Track and field athletics, though, remains the No.1 sport at the greatest show on earth. World Athletics president Seb Coe says it is not based on anecdotal evidence either but pure stats.

“We had the highest number of broadcast viewing hours in Tokyo by some distance ahead of any other Olympic sports with some 2.2 million hours,” he said on Friday during an end-of-year interview.

“Athletics had the largest number of media articles written about it – some 10,000 – compared to other sports,” he added. “We had the highest number of shared articles across social media, which was roughly about 700 million, and that led to over 62 million conversations on social media around athletics, plus the highest number of video views across the IOC and the Tokyo Olympic Games websites and app of more than half a million.”

These Games-time findings are related to the study commissioned by the IOC to Publicis Sport & Entertainment (PSE), an independent agency that collected and consolidated the sport and event data from a variety of third-party sources across a number of pre-established territories from all continents.

Coe admits he enjoys rubbing this in when he is in IOC circles or mingling with people from other sporting governing bodies. But he refuses to get complacent.

When asked if he feels athletics has been in danger of losing its pole position in recent years, or whether it might stumble in future, he replies: “Look, it’s actually not a bad trait in life to be slightly paranoid about everything. While I’m president of World Athletics it’s my intention to make sure that our sport becomes stronger, more globally representative and that every time we leave a championship we’ve got data to reflect on.

“I say this with pride that we are the No.1 Olympic sport, but that’s only one metric because there are other sports such as basketball, which is an Olympic sport but if you see it in its professional manifestation (it is huge).

“So we have to recognise that there are other sports out there and there are other sports that we may not even be thinking about at the moment. I read a very interesting piece recently which was looking slightly into the future about the fact there are AI algorithms that are actually at this moment trying to figure out what the next sport might look like.”

Coe says World Athletics plan to work on improving the sport’s popularity in 2022 and have a brilliant opportunity to leave “an indelible footprint” at the World Championships in Eugene, Oregon.

The global governing body plan to do this via social media but without neglecting the role of television. “We can’t underestimate the power of TV,” says Coe.

There are also, he reveals, discussions to produce a Netflix-type documentary series about athletics in a similar style to the Drive to Survive programmes about Formula 1 and The Last Dance about the Chicago Bulls basketball team during the Michael Jordan era.
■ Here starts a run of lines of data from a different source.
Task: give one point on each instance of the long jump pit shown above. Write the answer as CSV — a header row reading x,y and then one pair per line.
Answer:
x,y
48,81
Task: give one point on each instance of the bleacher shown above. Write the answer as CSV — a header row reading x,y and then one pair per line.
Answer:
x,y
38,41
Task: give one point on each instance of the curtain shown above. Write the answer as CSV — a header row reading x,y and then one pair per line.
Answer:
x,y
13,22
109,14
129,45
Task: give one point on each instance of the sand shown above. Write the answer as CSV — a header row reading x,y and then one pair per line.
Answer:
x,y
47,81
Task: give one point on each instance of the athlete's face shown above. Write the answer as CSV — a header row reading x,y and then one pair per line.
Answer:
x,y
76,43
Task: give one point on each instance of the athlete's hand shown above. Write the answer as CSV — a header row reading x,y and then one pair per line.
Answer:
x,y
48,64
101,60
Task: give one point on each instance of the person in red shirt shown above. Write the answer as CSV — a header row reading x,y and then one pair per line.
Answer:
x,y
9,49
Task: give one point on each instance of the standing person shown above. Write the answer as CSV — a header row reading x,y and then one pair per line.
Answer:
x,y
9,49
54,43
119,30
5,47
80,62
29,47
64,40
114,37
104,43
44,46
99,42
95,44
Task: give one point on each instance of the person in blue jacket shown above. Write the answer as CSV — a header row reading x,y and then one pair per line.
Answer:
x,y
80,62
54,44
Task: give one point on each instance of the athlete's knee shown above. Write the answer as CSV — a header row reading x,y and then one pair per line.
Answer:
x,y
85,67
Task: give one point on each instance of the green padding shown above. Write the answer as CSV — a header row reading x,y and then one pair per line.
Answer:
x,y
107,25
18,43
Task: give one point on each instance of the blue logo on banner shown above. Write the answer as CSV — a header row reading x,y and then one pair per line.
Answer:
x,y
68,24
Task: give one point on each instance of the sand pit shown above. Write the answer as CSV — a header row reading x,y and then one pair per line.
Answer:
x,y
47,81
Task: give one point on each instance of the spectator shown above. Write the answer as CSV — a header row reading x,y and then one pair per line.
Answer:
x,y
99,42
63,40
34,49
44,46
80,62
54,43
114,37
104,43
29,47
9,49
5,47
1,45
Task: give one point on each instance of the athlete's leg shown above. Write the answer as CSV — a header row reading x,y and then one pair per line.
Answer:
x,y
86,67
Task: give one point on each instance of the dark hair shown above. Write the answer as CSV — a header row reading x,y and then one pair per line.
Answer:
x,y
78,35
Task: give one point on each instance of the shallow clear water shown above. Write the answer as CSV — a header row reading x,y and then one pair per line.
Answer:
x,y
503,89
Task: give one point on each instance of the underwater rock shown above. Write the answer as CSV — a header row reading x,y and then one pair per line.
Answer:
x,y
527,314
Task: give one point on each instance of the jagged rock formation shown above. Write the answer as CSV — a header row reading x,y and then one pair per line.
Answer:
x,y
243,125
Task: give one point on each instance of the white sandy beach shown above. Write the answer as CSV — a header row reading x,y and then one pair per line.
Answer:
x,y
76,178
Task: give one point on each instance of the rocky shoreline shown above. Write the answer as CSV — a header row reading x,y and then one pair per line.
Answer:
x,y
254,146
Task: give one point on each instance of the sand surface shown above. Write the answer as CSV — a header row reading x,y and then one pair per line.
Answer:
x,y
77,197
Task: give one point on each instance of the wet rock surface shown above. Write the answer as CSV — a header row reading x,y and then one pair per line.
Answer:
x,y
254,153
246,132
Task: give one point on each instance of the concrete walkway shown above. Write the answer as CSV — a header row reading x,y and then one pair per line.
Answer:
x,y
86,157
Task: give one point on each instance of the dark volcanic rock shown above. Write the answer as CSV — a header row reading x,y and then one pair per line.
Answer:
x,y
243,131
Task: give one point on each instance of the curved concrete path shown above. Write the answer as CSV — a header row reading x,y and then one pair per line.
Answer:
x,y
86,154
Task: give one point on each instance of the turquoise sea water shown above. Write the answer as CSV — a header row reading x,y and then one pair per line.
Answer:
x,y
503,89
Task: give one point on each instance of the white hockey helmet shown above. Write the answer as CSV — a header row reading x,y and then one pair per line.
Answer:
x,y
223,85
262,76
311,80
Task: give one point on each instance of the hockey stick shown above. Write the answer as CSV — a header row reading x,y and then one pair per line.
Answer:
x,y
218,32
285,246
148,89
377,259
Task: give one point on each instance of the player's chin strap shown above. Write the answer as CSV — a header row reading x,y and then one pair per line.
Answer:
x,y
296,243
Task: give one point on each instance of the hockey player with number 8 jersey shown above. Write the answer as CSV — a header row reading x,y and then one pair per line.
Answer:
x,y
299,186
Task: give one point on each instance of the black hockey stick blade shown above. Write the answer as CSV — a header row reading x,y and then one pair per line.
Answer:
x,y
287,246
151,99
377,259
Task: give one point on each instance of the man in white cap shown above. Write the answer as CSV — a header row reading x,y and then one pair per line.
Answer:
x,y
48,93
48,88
“EBU (European Broadcasting Union) is talking about some quite creative stuff,” he says, “maybe even a documentary series around athletics – a similar kind of Netflix Drive to Survive documentary which would allow (cameras) to go behind the scenes and allow us to access new audiences which might not naturally gravitate to our sport in the same way that Formula 1 has been dramatically impacted by that. Similarly, European interest in basketball was sparked by The Last Dance. These are important vehicles and I think we should be utilising those.”

“We cannot rest on our laurels,” he continues. “And while it’s nice to be able to say we are the No.1 Olympic sport, it can’t just become an academic conversation because the biggest challenge we’ve got is probably not from sport. It’s from other areas of activity where young people have a shorter focus.

“What they consume in terms of content is much shorter (these days). If you speak to anybody in broadcast, they’ll tell you that the average length that most people would prefer to watch television programme is about 7-8 minutes. So it means that we’ve got to be very clear that our benchmark is not just sport.

“If our activity is sport, our business is entertainment – and we mustn’t forget that. And that’s not to jettison what we celebrate as our sport. But we have to just recognise we live in a very fast changing world and sport is only one element of that in the lives of young people. And for some young people, it’s less important than it’s ever been. And we need to make sure that we just move with those times.”